Control over the product
When I met them in their Beijing office, Wagyu Bio-Tech's principals were keen to stress that they see wagyu as a long-term investment - one of Chen's colleagues has sent his son to work on a wagyu farm in Australia to learn the ins and outs of the business - and that they stand apart from the hasty efforts of other Chinese firms trying to break into the market.
As they tell it, they have done their utmost to maintain their relationships with the Australian embryo suppliers, not least by following through on payment for their embryo orders, unlike one rival who reportedly left their supplier fuming after paying for just 400 of the 1,000 embryos they had ordered.

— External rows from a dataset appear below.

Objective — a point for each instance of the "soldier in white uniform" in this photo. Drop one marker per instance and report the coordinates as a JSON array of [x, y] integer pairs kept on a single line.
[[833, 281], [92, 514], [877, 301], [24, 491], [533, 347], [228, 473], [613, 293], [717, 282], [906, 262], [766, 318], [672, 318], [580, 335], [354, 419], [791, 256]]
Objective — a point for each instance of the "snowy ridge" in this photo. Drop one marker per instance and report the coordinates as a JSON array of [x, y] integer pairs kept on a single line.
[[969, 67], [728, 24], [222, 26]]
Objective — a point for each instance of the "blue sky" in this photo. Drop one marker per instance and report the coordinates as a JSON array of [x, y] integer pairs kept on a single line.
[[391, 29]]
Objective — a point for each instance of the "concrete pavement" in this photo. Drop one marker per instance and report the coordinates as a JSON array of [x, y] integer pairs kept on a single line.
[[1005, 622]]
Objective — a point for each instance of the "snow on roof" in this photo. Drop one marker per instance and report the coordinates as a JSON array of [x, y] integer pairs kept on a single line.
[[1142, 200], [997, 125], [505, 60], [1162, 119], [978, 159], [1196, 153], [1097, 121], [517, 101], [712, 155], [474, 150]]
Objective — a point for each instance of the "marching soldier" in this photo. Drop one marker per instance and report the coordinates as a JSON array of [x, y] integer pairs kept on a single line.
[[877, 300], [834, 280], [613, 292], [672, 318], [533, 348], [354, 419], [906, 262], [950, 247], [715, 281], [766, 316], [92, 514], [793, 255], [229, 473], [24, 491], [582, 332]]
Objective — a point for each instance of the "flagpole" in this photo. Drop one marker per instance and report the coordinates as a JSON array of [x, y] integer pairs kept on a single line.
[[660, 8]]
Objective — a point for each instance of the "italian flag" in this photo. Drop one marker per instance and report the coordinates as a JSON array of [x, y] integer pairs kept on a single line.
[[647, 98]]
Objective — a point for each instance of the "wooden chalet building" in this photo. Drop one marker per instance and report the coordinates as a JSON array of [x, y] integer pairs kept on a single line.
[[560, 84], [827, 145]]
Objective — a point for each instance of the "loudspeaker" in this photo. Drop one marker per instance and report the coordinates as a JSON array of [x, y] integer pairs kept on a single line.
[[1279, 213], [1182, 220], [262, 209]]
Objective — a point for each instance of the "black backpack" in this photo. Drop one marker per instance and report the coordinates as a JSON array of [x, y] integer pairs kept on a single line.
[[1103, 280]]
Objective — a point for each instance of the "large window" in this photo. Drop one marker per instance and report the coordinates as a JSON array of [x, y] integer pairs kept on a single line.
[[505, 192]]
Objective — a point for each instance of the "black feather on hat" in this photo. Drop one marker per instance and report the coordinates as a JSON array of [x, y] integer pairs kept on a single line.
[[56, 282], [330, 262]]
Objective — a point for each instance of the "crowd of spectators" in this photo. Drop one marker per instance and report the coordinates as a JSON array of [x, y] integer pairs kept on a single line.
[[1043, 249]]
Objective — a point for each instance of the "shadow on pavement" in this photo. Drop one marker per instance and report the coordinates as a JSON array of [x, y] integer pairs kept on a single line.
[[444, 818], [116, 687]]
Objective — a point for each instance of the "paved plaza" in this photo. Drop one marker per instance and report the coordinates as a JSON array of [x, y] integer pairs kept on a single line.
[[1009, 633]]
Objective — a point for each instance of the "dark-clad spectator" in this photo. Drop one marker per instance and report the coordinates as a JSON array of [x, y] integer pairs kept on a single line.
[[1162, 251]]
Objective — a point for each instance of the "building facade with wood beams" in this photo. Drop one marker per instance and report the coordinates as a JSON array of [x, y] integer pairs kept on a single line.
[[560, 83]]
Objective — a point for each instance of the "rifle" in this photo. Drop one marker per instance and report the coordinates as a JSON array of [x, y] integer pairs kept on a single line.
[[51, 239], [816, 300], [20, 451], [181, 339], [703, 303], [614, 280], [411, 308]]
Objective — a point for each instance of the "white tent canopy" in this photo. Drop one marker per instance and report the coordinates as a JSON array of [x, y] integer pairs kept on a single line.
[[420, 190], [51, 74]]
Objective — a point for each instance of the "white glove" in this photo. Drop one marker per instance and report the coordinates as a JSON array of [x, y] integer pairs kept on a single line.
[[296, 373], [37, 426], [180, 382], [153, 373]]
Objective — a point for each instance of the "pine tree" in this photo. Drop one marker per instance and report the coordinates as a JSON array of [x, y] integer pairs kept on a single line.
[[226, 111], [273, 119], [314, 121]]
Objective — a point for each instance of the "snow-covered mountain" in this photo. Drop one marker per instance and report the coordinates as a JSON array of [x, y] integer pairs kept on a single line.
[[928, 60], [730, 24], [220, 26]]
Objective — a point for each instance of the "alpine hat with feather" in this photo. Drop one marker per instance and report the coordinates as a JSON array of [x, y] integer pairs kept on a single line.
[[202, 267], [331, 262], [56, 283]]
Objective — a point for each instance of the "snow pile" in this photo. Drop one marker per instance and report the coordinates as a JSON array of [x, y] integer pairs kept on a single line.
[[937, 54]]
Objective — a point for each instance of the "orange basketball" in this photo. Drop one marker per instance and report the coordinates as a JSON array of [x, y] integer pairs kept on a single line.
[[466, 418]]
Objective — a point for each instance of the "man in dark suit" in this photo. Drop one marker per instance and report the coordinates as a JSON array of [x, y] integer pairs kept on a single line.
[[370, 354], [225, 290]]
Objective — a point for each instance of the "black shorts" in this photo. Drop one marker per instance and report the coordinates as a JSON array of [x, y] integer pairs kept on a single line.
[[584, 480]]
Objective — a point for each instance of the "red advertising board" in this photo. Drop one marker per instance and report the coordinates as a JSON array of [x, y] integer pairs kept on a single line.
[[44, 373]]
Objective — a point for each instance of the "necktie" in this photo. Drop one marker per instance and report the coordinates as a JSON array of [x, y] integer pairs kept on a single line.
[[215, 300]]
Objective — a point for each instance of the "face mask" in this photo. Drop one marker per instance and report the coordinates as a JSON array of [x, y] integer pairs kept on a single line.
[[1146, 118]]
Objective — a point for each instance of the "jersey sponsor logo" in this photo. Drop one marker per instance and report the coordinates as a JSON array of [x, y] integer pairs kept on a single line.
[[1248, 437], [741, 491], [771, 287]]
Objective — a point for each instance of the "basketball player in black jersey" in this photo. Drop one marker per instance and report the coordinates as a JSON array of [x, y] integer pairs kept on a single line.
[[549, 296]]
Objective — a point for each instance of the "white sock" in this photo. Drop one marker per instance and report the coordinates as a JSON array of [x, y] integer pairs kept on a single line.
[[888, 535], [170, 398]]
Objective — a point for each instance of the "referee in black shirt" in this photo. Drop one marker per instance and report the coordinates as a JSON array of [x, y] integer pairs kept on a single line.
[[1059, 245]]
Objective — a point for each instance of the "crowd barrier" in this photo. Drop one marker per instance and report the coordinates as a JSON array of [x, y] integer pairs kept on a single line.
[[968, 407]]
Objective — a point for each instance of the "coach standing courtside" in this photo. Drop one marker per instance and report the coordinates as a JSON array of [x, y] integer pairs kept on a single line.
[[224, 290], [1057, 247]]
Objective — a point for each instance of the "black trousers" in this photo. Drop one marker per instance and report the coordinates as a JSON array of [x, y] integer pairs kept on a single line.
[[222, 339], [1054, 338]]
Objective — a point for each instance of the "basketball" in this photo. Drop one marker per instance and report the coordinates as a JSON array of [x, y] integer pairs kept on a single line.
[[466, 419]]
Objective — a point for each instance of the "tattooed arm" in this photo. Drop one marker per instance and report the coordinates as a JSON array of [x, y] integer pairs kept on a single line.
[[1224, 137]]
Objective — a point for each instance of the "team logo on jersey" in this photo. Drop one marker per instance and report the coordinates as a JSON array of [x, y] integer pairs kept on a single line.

Yet the company is up against marked prejudice over food safety standards in China. At the time of writing, Yum! Brands, the parent of fast-food chain Kentucky Fried Chicken (KFC), was apologising to customers over mishandling a scare in which its suppliers' chickens were found to contain excessive amounts of anti-viral drugs.
Moreover, the 2008 melamine milk and baby formula scandal and other incidents have instilled a heavy scepticism in the minds of the Chinese public.
To counter expected doubts over how its meat is handled, part of Wagyu Bio-Tech's strategy may involve launching a joint venture with a Japanese restaurateur, ensuring that they can maintain control over their products all the way from test-tube embryo to steak on the plate.
It stands to reason, given the firm is yet to see any return on five years' commitment of time and money, that Wagyu Bio-Tech would not risk negating this investment by cutting corners. Whether the business succeeds or fails may in a large part depend on its ability to convince Chinese consumers that this is so.